И весь мир раскрывается мне, как четырехмерная карта, — вся земля, люди, моменты времени — сегодня, вчера. И я вижу, что в каждый данный момент мир способен произвести строго определенное количество вещей, нужных людям: есть определенное количество земли, пригодной для возделывания, определенное число рабочих, определенный машинный парк, определенный набор понятий о том, как нужно что-то делать, как организовать тех, кто работает. И производительная способность каждого дня почему-то кажется очень маленькой. Она задана, ограничена. Каждая часть ее задана. И я вижу все дни, бывшие прежде, и в каждый из них работало определенное число рабочих, и было извлечено и пущено в дело определенное количество земных ресурсов, и произведен определенный небольшой набор продуктов. Маленький: на решетке бесконечных возможностей — конечное количество, распределяемое каждый день.

Из всего, что можно было бы сделать, что осуществляется в действительности?

Что сделать — определяют держатели денег: они предлагают деньги за то, что им нужно, каждый в соответствии с тем, сколько у него есть, — и каждая кучка денег определяет какую-то часть деятельности каждого дня; те, у кого мало, — определяют мало, те, у кого много, — определяют много, а те, у кого нет ничего, — не определяют ничего. А мир подчиняется приказам денег в меру своих производительных сил — и останавливается. Он сделал то, что мог. День окончен. Что-то было сделано. Если деньги предлагались за украшения, добывалось серебро и сгибалось в кольцо. Если деньги шли на оперу, шились костюмы и на невидимых нитях вешались люстры.

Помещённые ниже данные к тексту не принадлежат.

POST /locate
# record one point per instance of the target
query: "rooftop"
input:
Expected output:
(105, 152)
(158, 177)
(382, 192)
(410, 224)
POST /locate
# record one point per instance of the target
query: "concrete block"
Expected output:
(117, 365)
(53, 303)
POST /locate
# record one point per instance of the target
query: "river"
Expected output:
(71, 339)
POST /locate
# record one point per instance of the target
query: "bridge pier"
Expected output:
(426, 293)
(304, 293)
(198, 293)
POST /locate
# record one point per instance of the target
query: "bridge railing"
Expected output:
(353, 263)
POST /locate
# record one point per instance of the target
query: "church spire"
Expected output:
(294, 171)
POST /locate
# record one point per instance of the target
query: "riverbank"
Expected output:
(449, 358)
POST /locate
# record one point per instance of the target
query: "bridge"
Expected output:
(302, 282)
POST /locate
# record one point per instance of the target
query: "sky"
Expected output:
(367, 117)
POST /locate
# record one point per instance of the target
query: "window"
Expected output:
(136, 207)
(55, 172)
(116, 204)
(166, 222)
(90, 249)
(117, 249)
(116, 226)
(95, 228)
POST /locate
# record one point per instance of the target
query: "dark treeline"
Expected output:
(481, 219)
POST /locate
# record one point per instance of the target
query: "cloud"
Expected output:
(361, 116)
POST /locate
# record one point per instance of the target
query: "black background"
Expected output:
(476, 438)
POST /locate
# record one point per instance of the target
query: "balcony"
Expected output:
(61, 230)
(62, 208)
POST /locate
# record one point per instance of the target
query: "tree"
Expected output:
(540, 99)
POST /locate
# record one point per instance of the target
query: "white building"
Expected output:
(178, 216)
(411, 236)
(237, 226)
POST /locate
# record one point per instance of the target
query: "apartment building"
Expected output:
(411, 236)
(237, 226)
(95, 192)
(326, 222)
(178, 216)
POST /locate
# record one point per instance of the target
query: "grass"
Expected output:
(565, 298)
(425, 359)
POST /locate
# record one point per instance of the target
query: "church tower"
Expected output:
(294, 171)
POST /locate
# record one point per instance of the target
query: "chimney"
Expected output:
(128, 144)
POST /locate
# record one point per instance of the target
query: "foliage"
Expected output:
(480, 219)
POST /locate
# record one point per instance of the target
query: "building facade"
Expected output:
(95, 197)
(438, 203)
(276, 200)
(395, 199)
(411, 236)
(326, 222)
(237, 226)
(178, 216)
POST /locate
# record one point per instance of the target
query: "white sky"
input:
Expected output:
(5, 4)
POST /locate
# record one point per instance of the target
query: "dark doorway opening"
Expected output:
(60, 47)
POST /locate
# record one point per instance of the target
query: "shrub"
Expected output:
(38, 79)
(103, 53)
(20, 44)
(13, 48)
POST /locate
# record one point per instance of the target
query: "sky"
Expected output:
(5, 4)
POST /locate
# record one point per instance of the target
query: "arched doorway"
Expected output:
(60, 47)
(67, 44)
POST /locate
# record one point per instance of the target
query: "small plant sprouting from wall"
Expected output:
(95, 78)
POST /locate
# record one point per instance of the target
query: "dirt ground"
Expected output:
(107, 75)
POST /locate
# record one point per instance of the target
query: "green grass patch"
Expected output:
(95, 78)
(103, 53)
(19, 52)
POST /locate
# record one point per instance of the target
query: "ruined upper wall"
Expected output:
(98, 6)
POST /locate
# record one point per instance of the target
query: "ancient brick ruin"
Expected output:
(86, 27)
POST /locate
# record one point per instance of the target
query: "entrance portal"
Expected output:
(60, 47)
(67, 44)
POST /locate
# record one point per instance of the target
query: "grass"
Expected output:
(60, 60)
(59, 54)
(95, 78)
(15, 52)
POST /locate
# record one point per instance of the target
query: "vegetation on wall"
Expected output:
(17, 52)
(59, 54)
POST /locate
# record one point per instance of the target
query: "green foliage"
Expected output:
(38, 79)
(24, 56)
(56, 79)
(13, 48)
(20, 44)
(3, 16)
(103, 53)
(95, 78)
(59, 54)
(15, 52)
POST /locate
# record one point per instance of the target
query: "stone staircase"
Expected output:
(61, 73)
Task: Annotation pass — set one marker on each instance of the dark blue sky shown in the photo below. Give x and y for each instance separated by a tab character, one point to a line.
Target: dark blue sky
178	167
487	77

И есть один поразительный момент: каждый день, перед тем как день начался, перед тем как открылся рынок, перед тем как начались торги, есть момент замешательства: деньги молчат, они еще не заговорили. Они медлят с приказом, они изготовились, встали на старт. Каждому ясно, что сегодня всего выполнить нельзя: если произведут пищу для голодных детей, то не исполнят некоторых опер; если же будут даны представления, то меньше будет произведено пищи, и дети умрут.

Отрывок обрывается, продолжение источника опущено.